It's a lonely battle to fight against circumcision. You're fighting against rarely challenged "tradition", religious beliefs and, sometimes, intentionally deceitful releases from the CDC.
Anyway, some doctors and health practitioners decided to study the effects of circumcision on a boy's brain. At peaceful parenting, Dr. Momma posts the results as told by Dr. Paul D. Tinari, Ph.D. Here's what he has to say (warning, the post has graphic images of circumcision):
As a graduate student working in the Dept. of Epidemiology, I was approached by a group of nurses who were attempting to organize a protest against male infant circumcision in Kinston General Hospital. They said that their observations indicated that babies undergoing the procedure were subjected to significant and inhumane levels of pain that subsequently adversely affected their behaviours. They said that they needed some scientific support for their position. It was my idea to use fMRI and/or PET scanning to directly observe the effects of circumcision on the infant brain.
A neurologist who saw the results to postulated that the data indicated that circumcision affected most intensely the portions of the victim's brain associated with reasoning, perception and emotions. Follow up tests on the infant one day, one week and one month after the surgery indicated that the child's brain never returned to its baseline configuration. In other words, the evidence generated by this research indicated that the brain of the circumcised infant was permanently changed by the surgery.Okay, there is a fairly significant problem with their study; they only have one subject. One set of MRI results does not data make. Nonetheless, this does not excuse the behaviour of the hospital administration as they try to suppress this information. If anything, the findings demand publication, if only to invite refutation.

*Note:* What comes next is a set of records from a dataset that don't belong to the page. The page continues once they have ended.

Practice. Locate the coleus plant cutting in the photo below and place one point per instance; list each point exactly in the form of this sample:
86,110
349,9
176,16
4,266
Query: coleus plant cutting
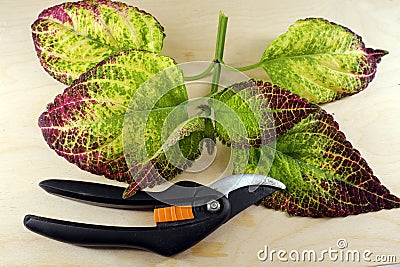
104,51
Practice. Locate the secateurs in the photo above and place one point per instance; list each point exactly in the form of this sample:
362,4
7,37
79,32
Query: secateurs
185,213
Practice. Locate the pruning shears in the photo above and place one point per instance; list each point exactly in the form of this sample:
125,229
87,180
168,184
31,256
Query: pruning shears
185,213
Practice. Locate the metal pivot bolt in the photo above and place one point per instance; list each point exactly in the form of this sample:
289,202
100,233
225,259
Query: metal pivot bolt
213,206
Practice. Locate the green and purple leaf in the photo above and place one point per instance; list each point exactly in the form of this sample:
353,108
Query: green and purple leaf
72,37
324,175
320,61
84,124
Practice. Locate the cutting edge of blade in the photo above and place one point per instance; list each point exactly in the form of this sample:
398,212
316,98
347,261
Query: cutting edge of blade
233,182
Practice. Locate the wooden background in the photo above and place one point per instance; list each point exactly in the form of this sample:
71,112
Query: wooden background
370,121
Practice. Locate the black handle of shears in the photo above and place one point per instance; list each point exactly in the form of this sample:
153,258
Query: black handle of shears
166,238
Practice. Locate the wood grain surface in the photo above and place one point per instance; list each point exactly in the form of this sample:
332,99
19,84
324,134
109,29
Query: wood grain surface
370,121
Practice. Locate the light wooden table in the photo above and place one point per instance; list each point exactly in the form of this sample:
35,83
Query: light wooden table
370,121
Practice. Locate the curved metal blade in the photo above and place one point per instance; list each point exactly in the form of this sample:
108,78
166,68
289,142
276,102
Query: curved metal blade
234,182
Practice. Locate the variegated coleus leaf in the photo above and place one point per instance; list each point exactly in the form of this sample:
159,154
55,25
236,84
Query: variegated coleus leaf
84,124
324,174
320,60
72,37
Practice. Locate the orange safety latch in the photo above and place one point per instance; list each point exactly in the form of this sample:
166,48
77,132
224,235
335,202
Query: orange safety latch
173,213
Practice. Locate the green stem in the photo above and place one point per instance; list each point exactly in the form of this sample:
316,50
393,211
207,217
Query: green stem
219,51
200,75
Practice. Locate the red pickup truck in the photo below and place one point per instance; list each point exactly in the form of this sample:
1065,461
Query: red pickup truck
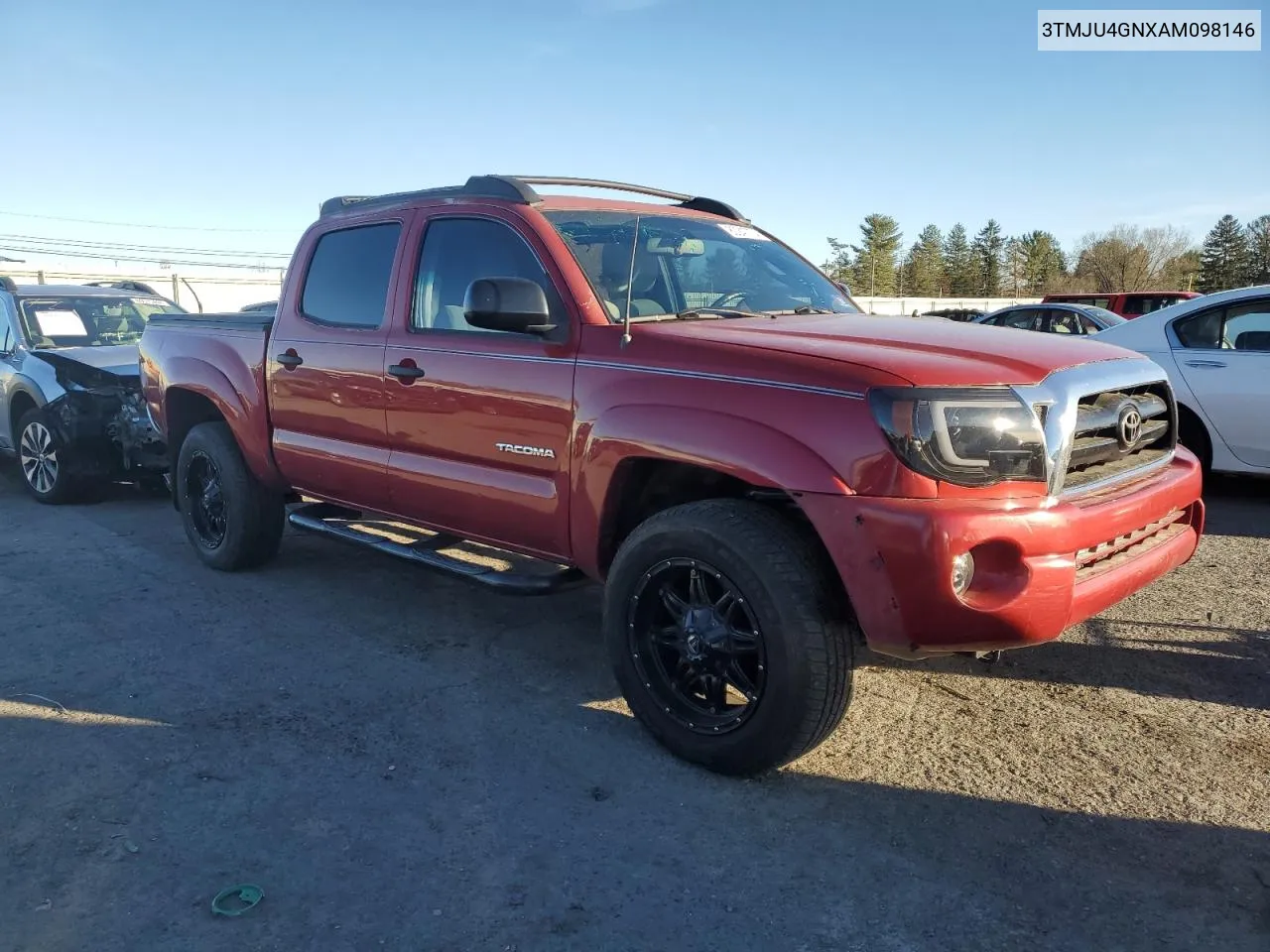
663,398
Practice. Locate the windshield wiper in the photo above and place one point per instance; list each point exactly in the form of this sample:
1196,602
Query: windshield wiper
693,312
801,308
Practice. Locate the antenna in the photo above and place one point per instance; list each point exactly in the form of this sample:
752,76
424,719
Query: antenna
630,284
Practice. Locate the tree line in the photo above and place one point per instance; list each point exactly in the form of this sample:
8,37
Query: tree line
1125,258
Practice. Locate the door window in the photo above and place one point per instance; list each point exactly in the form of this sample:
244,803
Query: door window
1247,326
1065,322
456,252
1024,320
348,277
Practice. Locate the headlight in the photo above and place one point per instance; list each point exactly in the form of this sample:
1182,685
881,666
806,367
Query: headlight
970,436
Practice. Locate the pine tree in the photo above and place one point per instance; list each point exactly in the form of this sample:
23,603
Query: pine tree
1259,252
928,264
1223,263
838,267
988,246
875,257
957,262
1042,262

Our problems began when we attempted to publish our findings in the open medical literature. All of the participants in the research including myself were called before the hospital discipline committee and were severely reprimanded. We were told that while male circumcision was legal under all circumstances in Canada, any attempt to study the adverse effects of circumcision was strictly prohibited by the ethical regulations. Not only could we not publish the results of our research, but we also had to destroy all of our results. If we refused to comply, we were all threatened with immediate dismissal and legal action.
I would encourage anyone with access to fMRI and /or PET scanning machines to repeat our research as described above, confirm our results, and then publish the results in the open literature.
But we will have none of that.
In general, people do not seem to want to have circumcision challenged. They don't want to know that their religious practice damages infants; men who have been circumcised do not want to think that there is anything "wrong" with their members; and no one wants to think that they are inflicting pain and permanent (or just temporary) damage on their children for frivolous or misguided reasons.
Nonetheless, doctors are scientists, or they are supposed to be. The unseemliness of a topic or the potentially horrifying revelations are no reason to reject knowledge and blindly accept (and advocate) a procedure that physically alters (read: mutilates) otherwise healthy and helpless infants.
This is a topic that needs to be explored. We need to know what we are doing to these boys. We already know that circumcision offers no health benefits to the average North American male, now we need to learn the ramifications of this cosmetic procedure.
Or we could just stop routinely and mindlessly mutilating little boys.